“Riding for health” - Ann’s Voyage

Once in a while Bicle asks one of its friends to contribute to Bicle.com. We are happy to share the insights of Ann Chen, VP of Velo with you again. This time about how to prevent backache, sore legs and numbness after cycling. ENJOY!

How to self heal by soothing the meridians

Backache, sore legs and numbness after cycling?  You may have hurt the meridians. Actually, this is what Western medicine calls, a sports injury.  The use of acupuncture in the thousands of years old Chinese medicine tradition to swiftly cure injury is still seen as mystical by non-practitioners in the West.  Dr. Chang Yung-Ming, a Chinese medicine doctor who has been practicing in Taiwan for over 20 years, says that the point of acupuncture therapy is about soothing and channeling the meridians.
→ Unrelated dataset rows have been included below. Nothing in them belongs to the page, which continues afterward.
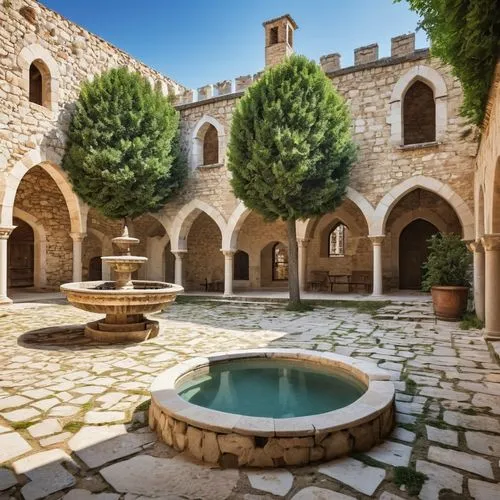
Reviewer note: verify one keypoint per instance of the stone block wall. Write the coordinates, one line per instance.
(39, 196)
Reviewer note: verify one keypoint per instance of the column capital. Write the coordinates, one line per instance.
(5, 231)
(78, 236)
(179, 254)
(475, 245)
(303, 242)
(377, 240)
(491, 241)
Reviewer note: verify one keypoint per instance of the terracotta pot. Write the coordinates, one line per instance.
(450, 302)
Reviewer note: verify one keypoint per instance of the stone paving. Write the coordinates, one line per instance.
(73, 413)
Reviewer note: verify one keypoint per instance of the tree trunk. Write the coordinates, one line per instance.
(293, 265)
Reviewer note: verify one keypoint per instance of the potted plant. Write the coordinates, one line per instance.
(446, 275)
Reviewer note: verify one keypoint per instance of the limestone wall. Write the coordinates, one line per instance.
(39, 196)
(72, 55)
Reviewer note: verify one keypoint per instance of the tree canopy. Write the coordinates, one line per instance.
(466, 35)
(123, 156)
(290, 149)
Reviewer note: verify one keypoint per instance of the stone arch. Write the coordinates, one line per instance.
(387, 203)
(436, 82)
(12, 180)
(407, 218)
(47, 65)
(40, 246)
(185, 218)
(197, 140)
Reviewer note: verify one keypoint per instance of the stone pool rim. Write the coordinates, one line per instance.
(378, 398)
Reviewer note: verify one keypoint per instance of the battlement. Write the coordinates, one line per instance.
(401, 46)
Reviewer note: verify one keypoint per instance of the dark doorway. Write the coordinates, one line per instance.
(21, 255)
(413, 251)
(95, 269)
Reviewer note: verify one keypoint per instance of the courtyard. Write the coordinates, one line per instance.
(74, 424)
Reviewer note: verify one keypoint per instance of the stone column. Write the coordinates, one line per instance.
(4, 264)
(302, 258)
(179, 255)
(377, 265)
(478, 252)
(77, 255)
(228, 272)
(491, 244)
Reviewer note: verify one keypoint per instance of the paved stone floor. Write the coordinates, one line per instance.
(73, 420)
Dr. Chang confirms cycling can train the meridians. However, riding for too long or in the wrong posture can damage the meridians, resulting in backache, soreness, ache, swelling, numbness of the legs, and other symptoms.  The Du meridian (governor meridian) and the bladder meridian run through the entire back. When the bending position of the cycling posture is incorrect, the two meridians get hurt.  Bending legs while cycling with a tilted pelvis or an unbalanced pedaling height of the two feet can damage the spleen, liver and kidney meridians in the inner legs.

   

Dr. Chang reminds riders that when pedaling, the back must be straightened before bending forward. The best forward bending angle is 60 degrees; do not bend like a shrimp.  When pedaling with two legs, pay attention to the even raising of the legs; do not let one come higher than the other.  It’s better to take a break every 40 minutes to prevent over exercise.  Also, because the pelvis is the fulcrum when cycling, the saddle that touches the pelvis needs to be carefully selected.  It is better to choose a style with a hollow ventilation incision to reduce compressing of the perineum region; also pay attention to whether the saddle has a fine shock absorption function.
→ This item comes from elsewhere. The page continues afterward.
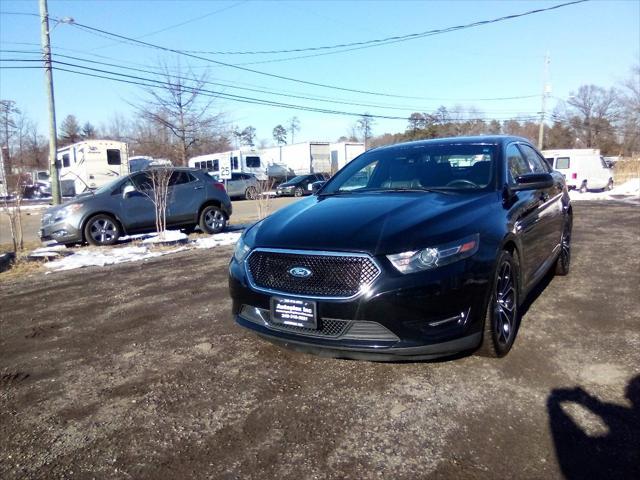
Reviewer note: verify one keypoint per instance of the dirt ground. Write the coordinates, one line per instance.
(138, 371)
In order to help cyclists reduce sports injury, Dr. Chang recommends two workouts for cyclists to practice at home, training and stimulating the meridians, as well as to relieve occasional minor soreness and pain.

Guiding massage

Dr. Chang uses the guiding practice in the famous ancient text “Yi Jin Jing (classics of tendon changing)” and adds in massaging the mingmen (gate of vitality) to vitalize the kidney meridian.

  1. Stand with feet shoulder-width apart, hands hugging chest. Slowly inhale and exhale several times until breaths are smooth and even.
  2. Rub both hands until they are warm.
  3. Press on either side of the spine (mingmen, gate of vitality) and massage from top to bottom to vitalize the kidney meridian.  Repeat steps 2 and 3 for about 5 minutes.

  

Reverse training

Since the cycling posture is like the curve of a shrimp, this workout is a reverse exercise to correct the meridians in the over bending back.  Practice this workout 3 to 5 times a day, with 15 to 20 lifts each time.

  1. Using waist as the fulcrum, gradually raise both arms and both legs, separately. Repeat five times to slowly raise the limbs to their maximum. This workout trains the du and bladder meridians. The patient can practice this on his/her own.
  2. Kneeling with four limbs on the ground, extend the left leg and right arm for about 10 seconds then rest.  Repeat 5 times before switching to the other side.  This workout trains the spleen, liver and kidney meridians on the inner thigh.

  

Dr. Chang Yung-Ming

Superintendent, Yi Ping Tong Feng Yuan Chinese Medicine Clinic,
Adjunct attending physician, internal medicine of Department of Chinese Medicine, China Medical University Hospital, Taiwan
Assistant professor, the school of Chinese medicine for post baccalaureate, I-Shou University

Dr. Chang has been in clinical care and academic research of Chinese medicine for over 20 years.  He is healthy with a head of black hair – a perfect advocate of good health.